The Art of Mario Miranda
- Ranjit Hoskote
I began by suggesting that Mario has not been accorded the full measure of recognition that his art deserves. It occurs to me that this may, partly, have to do with the nature of his practice. His work has been distributed across the media and calibrated by the assignment; it has been presented to various publics in episodic bursts, ephemeral fragments, occasional spreads; it has only fitfully been shown in the form of an exhibition, and then only as the precipitate of an overseas trip or an assignment. As viewers, we have never, before the publication of this book, been able to see his work in its totality; or indeed, as a totality. Many discoveries await us here, and many aspects of Mario’s art manifest themselves with the suddenness and conviction of epiphanies. For myself, I realised what a wonderful eye he has for architecture, not in the obvious sense of capturing façades and colonnades, but for grasping and communicating the nuanced rhythms of interaction between built form and daily life.
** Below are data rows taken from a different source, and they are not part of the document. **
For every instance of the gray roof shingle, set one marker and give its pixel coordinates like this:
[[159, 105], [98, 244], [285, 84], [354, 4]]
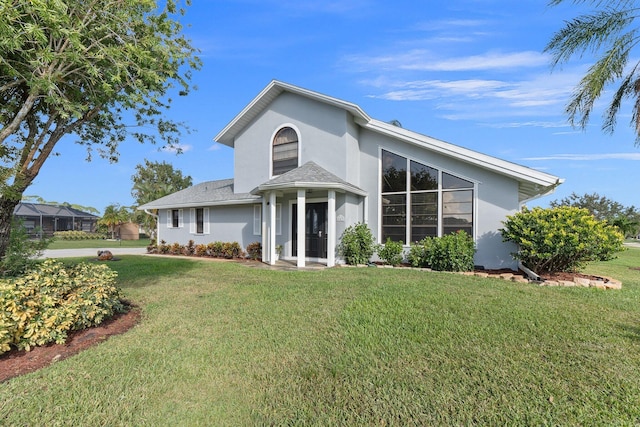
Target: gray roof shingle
[[203, 194], [309, 175], [38, 209]]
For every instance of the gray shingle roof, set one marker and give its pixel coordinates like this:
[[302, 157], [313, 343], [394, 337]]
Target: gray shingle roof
[[203, 194], [309, 175], [38, 209]]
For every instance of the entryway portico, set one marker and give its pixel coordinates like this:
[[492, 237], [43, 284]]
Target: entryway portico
[[308, 228]]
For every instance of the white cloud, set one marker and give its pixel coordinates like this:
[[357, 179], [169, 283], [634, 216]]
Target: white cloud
[[426, 60], [532, 123], [177, 148], [588, 157]]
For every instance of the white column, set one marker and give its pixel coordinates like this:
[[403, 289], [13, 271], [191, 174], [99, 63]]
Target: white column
[[331, 224], [301, 228], [263, 232], [272, 228], [365, 207]]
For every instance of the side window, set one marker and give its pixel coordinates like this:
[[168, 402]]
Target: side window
[[174, 218], [285, 151], [199, 223], [427, 203], [257, 220]]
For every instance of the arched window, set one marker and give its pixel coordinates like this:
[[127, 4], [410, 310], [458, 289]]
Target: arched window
[[285, 151]]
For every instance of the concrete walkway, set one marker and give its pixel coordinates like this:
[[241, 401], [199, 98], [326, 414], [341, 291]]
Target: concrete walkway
[[68, 253]]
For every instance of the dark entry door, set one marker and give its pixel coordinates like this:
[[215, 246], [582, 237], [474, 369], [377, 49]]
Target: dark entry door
[[315, 230]]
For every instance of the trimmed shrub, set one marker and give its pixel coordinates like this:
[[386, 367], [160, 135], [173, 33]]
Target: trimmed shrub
[[356, 244], [563, 238], [152, 247], [452, 252], [231, 250], [391, 252], [46, 303], [163, 248], [201, 250], [254, 250], [189, 249]]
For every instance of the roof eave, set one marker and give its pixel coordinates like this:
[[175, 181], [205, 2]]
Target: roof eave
[[513, 170], [199, 204], [340, 187]]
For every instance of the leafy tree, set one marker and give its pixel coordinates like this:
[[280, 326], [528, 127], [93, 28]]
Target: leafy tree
[[152, 181], [101, 70], [114, 215], [611, 34], [626, 218]]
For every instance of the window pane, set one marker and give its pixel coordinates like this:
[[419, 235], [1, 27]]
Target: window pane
[[457, 211], [285, 151], [423, 177], [394, 172], [394, 217], [450, 182], [176, 218], [282, 166], [199, 221], [424, 215], [419, 233], [284, 136]]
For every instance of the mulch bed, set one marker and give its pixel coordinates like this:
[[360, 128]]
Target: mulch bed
[[14, 363]]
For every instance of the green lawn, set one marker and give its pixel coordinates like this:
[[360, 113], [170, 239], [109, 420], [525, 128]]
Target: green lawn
[[98, 244], [224, 344]]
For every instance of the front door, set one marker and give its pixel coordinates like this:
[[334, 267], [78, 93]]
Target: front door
[[315, 229]]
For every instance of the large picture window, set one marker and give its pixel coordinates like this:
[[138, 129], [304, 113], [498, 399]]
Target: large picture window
[[424, 202], [285, 151]]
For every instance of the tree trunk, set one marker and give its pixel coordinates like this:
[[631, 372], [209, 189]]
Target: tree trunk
[[7, 205]]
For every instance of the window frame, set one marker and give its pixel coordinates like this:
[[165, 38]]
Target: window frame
[[409, 194], [199, 226], [172, 216], [272, 149]]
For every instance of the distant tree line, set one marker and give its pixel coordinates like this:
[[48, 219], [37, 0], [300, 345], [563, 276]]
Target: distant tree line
[[625, 218]]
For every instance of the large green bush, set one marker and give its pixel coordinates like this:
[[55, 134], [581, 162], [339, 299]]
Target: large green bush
[[563, 238], [22, 251], [47, 302], [452, 252], [356, 244]]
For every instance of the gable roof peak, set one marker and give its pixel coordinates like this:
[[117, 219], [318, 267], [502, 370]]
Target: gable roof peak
[[276, 87]]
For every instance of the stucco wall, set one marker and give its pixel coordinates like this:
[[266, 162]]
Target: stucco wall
[[226, 224], [496, 195], [323, 131]]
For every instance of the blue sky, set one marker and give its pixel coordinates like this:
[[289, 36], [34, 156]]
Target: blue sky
[[469, 72]]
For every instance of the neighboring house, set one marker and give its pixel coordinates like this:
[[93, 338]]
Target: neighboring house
[[47, 219], [307, 166]]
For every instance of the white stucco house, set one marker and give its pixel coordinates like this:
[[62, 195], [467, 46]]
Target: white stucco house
[[307, 166]]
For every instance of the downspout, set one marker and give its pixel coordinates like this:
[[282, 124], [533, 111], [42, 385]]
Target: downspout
[[157, 217]]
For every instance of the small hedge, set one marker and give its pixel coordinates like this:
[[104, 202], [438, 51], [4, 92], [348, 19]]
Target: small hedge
[[357, 244], [47, 302], [453, 252], [227, 250], [77, 235], [391, 252]]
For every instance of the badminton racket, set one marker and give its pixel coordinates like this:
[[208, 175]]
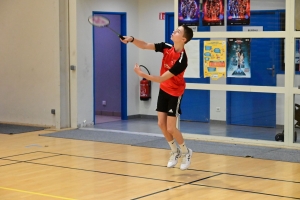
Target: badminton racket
[[100, 21]]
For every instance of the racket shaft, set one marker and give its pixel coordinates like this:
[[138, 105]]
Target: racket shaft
[[120, 36]]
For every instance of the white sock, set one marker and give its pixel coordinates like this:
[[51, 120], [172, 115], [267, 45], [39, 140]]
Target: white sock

Mario’s New York suite of 1985 (Pgs 199-211) is a sustained study in verticality: we are impressed by the clean, soaring lines of the skyscrapers of Manhattan, and yet their scale is never oppressively Olympian, for it is humanised by the liveliness of signage and street life. His 1993 Israel series (Pgs 215-220) is also distinguished by its lovely evocations of archways and domes; and in his Portugal sequence (Pgs230-233), there occurs one of his finest architectural vistas, the portrait of a city climbing a hillside in stately measure, roof by pointed and gabled roof, wall by mounting wall, the grand ensemble of houses peaking in the crenellations of a castle. It strikes me that this could well be a metaphor for Mario Miranda’s art - a stimulating variousness of interest and approach, all gathered together into the teeming vibrancy of a quest; a choreography of images that, even as they narrate worlds past and elsewhere into being, grow into an inviting and intriguing universe in its own right.